JWT Authentication: Securing Your REST API

1-minute read
jwt authentication security nodejs api

JSON Web Tokens (JWT) are a compact way to represent claims between parties. For stateless REST APIs and SPAs, JWT-based auth is a standard pattern-when implemented correctly.

Token Structure

A JWT has three Base64-encoded parts: header, payload, and signature. The server signs the token with a secret (HS256) or private key (RS256).

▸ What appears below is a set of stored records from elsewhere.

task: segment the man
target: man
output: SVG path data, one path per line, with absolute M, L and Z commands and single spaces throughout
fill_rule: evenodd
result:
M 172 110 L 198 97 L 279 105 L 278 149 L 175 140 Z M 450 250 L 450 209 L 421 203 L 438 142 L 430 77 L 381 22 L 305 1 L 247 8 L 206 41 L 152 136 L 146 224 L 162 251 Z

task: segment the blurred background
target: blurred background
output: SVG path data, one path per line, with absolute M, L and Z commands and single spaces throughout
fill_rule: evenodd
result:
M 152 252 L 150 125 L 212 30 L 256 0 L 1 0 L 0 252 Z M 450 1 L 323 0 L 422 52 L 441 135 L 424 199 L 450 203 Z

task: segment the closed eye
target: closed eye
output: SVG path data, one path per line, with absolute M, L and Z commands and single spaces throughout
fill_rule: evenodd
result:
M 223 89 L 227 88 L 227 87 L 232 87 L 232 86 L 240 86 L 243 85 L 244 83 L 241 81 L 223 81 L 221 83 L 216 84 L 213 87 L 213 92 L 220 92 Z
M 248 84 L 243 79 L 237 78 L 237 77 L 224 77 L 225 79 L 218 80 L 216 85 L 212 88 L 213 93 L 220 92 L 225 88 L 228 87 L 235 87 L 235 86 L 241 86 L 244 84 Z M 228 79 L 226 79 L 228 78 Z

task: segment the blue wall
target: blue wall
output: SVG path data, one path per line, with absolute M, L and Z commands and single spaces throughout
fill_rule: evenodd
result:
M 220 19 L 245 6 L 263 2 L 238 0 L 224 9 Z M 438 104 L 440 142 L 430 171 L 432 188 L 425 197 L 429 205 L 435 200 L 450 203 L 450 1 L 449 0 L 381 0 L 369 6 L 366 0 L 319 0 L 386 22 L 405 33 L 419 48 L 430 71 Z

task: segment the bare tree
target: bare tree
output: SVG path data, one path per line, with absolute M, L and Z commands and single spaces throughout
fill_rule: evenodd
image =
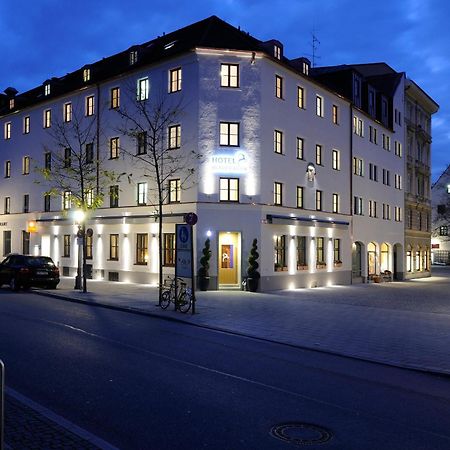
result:
M 81 102 L 67 108 L 63 119 L 47 128 L 50 139 L 44 145 L 44 167 L 36 168 L 40 174 L 36 183 L 45 186 L 45 195 L 62 196 L 65 214 L 72 206 L 82 212 L 78 233 L 83 242 L 82 268 L 78 264 L 75 288 L 86 292 L 86 218 L 103 204 L 105 188 L 118 176 L 102 167 L 106 156 L 100 154 L 99 113 L 86 117 Z
M 155 208 L 159 222 L 159 296 L 163 285 L 163 211 L 170 195 L 193 183 L 198 160 L 195 150 L 188 150 L 186 139 L 181 147 L 180 120 L 185 114 L 181 96 L 174 99 L 165 92 L 153 93 L 148 99 L 136 96 L 134 86 L 128 86 L 126 101 L 117 109 L 121 117 L 119 132 L 128 136 L 136 147 L 121 148 L 139 164 L 149 180 L 148 204 Z M 196 164 L 197 161 L 197 164 Z M 176 177 L 177 185 L 169 186 Z M 192 280 L 194 281 L 194 280 Z

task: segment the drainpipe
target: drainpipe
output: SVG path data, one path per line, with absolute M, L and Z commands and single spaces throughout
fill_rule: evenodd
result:
M 97 87 L 97 127 L 95 131 L 95 138 L 96 138 L 96 178 L 97 178 L 97 185 L 96 185 L 96 195 L 98 196 L 100 191 L 100 84 L 96 84 Z
M 353 284 L 353 104 L 350 103 L 350 215 L 352 217 L 351 225 L 350 225 L 350 238 L 352 240 L 352 268 L 351 268 L 351 276 L 350 283 Z

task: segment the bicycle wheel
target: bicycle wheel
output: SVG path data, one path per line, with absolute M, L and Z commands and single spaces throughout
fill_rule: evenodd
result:
M 161 294 L 161 301 L 159 302 L 159 306 L 161 306 L 162 309 L 167 309 L 169 305 L 170 305 L 170 291 L 164 291 Z
M 188 294 L 186 291 L 180 295 L 178 300 L 178 309 L 182 313 L 187 313 L 191 309 L 192 296 Z

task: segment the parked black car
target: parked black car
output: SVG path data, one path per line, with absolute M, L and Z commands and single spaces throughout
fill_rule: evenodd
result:
M 48 256 L 8 255 L 0 263 L 0 286 L 9 284 L 13 291 L 31 286 L 56 289 L 59 269 Z

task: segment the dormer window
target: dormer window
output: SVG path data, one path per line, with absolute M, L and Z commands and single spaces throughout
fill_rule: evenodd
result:
M 303 75 L 309 75 L 309 64 L 306 61 L 303 61 L 302 72 Z
M 130 66 L 133 64 L 136 64 L 138 60 L 138 53 L 137 50 L 131 50 L 130 51 Z
M 50 83 L 44 84 L 44 95 L 50 95 Z
M 277 44 L 273 46 L 273 56 L 277 59 L 281 59 L 281 47 Z
M 14 109 L 14 99 L 13 98 L 9 99 L 9 109 Z
M 83 81 L 86 83 L 91 79 L 91 69 L 84 69 L 83 70 Z

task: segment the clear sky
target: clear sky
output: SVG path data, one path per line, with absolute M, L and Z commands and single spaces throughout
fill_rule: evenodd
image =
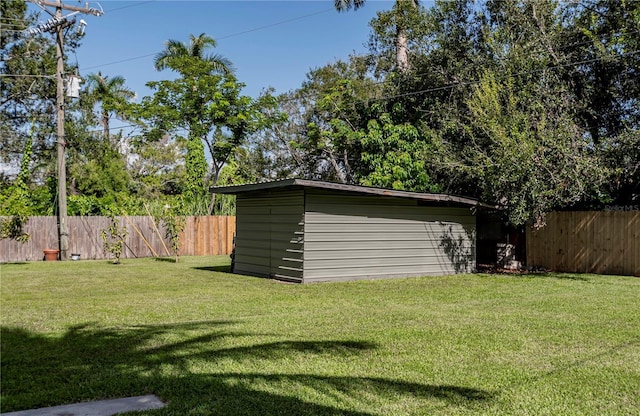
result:
M 105 14 L 78 17 L 88 23 L 86 36 L 75 56 L 68 57 L 77 61 L 81 76 L 98 71 L 120 75 L 138 96 L 149 95 L 146 82 L 174 77 L 153 68 L 164 42 L 188 42 L 189 34 L 206 33 L 218 42 L 211 52 L 233 62 L 246 84 L 244 93 L 255 97 L 269 86 L 277 93 L 295 89 L 310 69 L 364 53 L 369 21 L 393 1 L 368 0 L 358 11 L 343 13 L 334 9 L 333 0 L 89 2 L 94 8 L 98 4 Z M 41 20 L 47 18 L 41 15 Z

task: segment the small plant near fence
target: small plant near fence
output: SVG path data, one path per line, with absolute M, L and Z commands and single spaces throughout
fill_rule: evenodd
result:
M 172 208 L 170 205 L 165 205 L 162 213 L 155 215 L 154 219 L 164 227 L 164 236 L 171 243 L 171 251 L 177 263 L 181 246 L 180 236 L 185 226 L 184 217 L 177 215 L 175 208 Z
M 127 238 L 127 227 L 120 226 L 120 222 L 114 215 L 111 215 L 109 218 L 111 224 L 100 232 L 100 237 L 103 242 L 102 248 L 105 255 L 107 252 L 113 255 L 115 258 L 113 264 L 120 264 L 120 256 L 124 249 L 124 240 Z
M 171 251 L 175 256 L 177 263 L 180 252 L 180 234 L 182 234 L 185 224 L 184 217 L 179 217 L 177 215 L 163 217 L 161 219 L 161 223 L 164 225 L 166 230 L 165 237 L 171 242 Z

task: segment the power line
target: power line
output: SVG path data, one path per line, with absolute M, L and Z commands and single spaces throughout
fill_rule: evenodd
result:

Clients send Authorization: Bearer <token> on each request.

Issuing Tokens in Node.js

const jwt = require('jsonwebtoken');

function login(req, res) {
  const user = validateCredentials(req.body);
  if (!user) return res.status(401).json({ error: 'Invalid credentials' });

  const token = jwt.sign(
    { sub: user.id, role: user.role },
    process.env.JWT_SECRET,
    { expiresIn: '1h' }
  );
  res.json({ token });
}

Middleware Verification

function authMiddleware(req, res, next) {
  const header = req.headers.authorization;
  if (!header?.startsWith('Bearer ')) return res.sendStatus(401);
  try {
    req.user = jwt.verify(header.slice(7), process.env.JWT_SECRET);
    next();
  } catch {
    res.sendStatus(401);
  }
}

Security Checklist

Keep secrets out of source control. Use short expiration and refresh tokens for long sessions. Never store sensitive data in the payload-it is readable. Prefer HTTPS everywhere.

Conclusion

JWT auth scales well for distributed APIs. Pair it with refresh tokens, rate limiting, and server-side revocation lists when you need stronger session control.